Does Zoom work properly on Wayland without switching to X11?
Yes, modern Zoom versions support native Wayland, but screen sharing requires xdg-desktop-portal-gnome (GNOME) or xdg-desktop-portal-kde (KDE) to be installed. After installing the portal package, log out and back in.
Is there a supported Microsoft Teams desktop client for Linux?
Microsoft discontinued the official Teams Linux client in 2023. The recommended alternatives are Teams in a Chromium-based browser (full WebRTC support) or the community-maintained teams-for-linux Flatpak.
How do I stop my VPN from routing all traffic, keeping local services accessible?
Configure split tunneling in your WireGuard .conf by setting AllowedIPs to only your company's subnets rather than 0.0.0.0/0. For OpenVPN, ask your admin to push a split-tunnel configuration or remove redirect-gateway def1 from your profile.
Can I sync Google Calendar without giving GNOME my Google account password?
Yes.
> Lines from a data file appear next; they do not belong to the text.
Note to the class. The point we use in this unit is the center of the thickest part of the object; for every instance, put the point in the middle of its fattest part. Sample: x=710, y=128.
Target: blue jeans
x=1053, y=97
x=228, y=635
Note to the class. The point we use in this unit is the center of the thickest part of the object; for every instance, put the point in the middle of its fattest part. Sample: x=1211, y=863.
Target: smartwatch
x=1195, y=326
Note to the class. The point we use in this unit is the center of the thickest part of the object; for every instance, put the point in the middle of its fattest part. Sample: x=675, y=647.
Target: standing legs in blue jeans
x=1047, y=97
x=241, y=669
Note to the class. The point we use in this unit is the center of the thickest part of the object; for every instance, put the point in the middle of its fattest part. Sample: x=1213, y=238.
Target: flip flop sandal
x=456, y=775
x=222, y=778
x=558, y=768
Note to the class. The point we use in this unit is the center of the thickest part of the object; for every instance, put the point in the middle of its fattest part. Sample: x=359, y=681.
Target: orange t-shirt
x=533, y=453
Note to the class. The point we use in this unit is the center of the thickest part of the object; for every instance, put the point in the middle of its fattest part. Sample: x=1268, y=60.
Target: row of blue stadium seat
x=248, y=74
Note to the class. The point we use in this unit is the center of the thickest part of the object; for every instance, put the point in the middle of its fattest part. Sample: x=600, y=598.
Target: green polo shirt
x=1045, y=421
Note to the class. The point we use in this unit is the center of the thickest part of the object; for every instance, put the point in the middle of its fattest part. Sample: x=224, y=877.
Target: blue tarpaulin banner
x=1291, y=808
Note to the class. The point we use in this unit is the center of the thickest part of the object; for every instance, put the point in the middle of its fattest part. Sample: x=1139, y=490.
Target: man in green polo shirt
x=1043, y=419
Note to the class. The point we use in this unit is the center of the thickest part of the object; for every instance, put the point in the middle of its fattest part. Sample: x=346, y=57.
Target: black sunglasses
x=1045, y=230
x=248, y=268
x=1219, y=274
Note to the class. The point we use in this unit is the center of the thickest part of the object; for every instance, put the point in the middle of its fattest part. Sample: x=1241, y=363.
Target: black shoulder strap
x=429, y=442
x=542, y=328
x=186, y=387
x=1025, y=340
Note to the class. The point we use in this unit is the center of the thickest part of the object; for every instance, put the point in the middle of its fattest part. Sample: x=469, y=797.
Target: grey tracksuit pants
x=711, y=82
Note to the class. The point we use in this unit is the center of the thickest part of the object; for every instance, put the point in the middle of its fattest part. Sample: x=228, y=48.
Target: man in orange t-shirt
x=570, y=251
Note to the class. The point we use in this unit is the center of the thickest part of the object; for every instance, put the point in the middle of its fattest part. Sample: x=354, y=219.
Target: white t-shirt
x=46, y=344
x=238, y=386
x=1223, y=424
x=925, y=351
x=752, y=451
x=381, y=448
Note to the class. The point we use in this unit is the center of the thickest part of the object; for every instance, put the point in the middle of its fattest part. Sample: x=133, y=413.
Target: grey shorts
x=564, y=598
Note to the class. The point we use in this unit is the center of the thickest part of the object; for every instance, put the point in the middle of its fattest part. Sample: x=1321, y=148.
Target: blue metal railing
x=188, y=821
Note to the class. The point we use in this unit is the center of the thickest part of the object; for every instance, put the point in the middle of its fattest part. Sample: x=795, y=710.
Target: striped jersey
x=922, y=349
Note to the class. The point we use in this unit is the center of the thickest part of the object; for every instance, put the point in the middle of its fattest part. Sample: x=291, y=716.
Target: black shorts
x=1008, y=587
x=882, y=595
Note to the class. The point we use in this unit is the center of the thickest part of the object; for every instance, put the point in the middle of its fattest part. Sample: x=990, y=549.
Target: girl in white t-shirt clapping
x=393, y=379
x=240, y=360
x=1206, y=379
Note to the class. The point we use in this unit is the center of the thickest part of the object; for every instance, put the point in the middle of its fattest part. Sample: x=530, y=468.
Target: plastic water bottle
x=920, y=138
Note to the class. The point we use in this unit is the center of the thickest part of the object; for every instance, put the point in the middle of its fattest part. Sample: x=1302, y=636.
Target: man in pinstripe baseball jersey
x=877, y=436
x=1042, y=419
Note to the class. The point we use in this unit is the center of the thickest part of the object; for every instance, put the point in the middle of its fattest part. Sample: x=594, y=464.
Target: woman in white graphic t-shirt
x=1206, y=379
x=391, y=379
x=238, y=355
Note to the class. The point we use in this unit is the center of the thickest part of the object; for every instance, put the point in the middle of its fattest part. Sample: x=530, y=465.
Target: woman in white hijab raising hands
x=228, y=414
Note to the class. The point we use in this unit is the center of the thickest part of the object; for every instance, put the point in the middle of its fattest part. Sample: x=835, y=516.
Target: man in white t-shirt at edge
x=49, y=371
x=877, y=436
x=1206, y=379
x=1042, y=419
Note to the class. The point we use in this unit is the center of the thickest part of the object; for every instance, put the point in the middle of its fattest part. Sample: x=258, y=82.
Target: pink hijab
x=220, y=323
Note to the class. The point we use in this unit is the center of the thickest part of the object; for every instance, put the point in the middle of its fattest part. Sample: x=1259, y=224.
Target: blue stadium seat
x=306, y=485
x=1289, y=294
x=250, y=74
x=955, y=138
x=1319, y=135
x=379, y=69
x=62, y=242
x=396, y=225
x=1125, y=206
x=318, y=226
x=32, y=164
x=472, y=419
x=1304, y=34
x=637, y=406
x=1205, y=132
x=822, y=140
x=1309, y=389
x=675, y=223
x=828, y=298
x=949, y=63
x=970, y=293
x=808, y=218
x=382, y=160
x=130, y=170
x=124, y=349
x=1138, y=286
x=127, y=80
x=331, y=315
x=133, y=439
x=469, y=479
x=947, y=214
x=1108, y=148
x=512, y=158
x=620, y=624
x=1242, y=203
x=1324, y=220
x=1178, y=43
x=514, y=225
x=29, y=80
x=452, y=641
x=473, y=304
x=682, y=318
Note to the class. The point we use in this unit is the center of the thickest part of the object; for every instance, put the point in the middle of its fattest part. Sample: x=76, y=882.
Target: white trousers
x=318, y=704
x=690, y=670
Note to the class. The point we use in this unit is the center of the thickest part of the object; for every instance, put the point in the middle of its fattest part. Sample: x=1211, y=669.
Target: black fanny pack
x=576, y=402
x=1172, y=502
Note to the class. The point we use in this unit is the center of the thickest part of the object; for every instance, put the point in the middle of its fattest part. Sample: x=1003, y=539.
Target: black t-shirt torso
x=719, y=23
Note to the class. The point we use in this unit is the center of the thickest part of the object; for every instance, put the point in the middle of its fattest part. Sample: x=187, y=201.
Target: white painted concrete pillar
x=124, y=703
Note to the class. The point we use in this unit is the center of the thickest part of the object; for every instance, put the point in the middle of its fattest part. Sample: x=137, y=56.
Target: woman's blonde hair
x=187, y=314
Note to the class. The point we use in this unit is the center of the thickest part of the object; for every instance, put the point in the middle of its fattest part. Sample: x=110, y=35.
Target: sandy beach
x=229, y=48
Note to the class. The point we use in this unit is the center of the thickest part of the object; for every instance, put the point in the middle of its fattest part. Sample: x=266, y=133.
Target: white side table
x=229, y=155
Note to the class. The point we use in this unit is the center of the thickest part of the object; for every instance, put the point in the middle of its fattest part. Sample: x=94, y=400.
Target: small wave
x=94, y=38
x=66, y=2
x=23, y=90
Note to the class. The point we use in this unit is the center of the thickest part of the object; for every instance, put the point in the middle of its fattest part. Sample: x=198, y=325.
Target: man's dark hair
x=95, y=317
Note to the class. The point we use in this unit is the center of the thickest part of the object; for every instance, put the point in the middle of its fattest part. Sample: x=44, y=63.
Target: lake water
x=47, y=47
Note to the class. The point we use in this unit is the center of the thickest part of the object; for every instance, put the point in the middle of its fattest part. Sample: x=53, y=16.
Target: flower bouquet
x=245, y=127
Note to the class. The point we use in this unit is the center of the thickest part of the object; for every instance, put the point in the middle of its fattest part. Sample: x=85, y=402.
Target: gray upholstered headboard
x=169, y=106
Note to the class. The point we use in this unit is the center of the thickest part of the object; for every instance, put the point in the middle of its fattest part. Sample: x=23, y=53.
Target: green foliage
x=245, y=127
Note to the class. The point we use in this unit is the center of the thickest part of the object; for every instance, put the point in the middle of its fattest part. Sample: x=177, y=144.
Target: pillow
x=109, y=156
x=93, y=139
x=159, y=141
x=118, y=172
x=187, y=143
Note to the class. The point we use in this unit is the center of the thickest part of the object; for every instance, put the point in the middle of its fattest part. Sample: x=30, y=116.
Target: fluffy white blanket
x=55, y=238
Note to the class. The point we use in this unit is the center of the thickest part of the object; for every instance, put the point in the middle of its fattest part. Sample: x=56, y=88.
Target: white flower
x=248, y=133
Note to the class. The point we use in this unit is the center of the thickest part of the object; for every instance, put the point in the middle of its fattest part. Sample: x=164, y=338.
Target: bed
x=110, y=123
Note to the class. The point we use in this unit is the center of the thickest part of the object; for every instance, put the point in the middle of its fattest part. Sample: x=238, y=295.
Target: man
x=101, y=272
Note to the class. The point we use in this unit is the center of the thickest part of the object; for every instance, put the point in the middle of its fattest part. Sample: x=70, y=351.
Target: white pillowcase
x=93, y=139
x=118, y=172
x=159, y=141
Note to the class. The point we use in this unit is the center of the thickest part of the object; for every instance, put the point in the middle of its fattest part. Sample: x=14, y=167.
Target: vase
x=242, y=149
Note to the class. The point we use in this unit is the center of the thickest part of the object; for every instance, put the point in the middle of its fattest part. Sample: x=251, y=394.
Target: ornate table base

GNOME Online Accounts uses OAuth2, so you authenticate in a browser and a token is stored — your actual password is never saved locally. For Thunderbird, you will need to generate a Google app password only if your account has 2FA and you add it as a CalDAV account manually.
Is Bitwarden safe to use as a cloud password manager on Linux?
Bitwarden uses end-to-end encryption; your vault is encrypted locally before upload and Bitwarden's servers never see your master password. If you prefer full control, you can self-host the Vaultwarden server on your own infrastructure.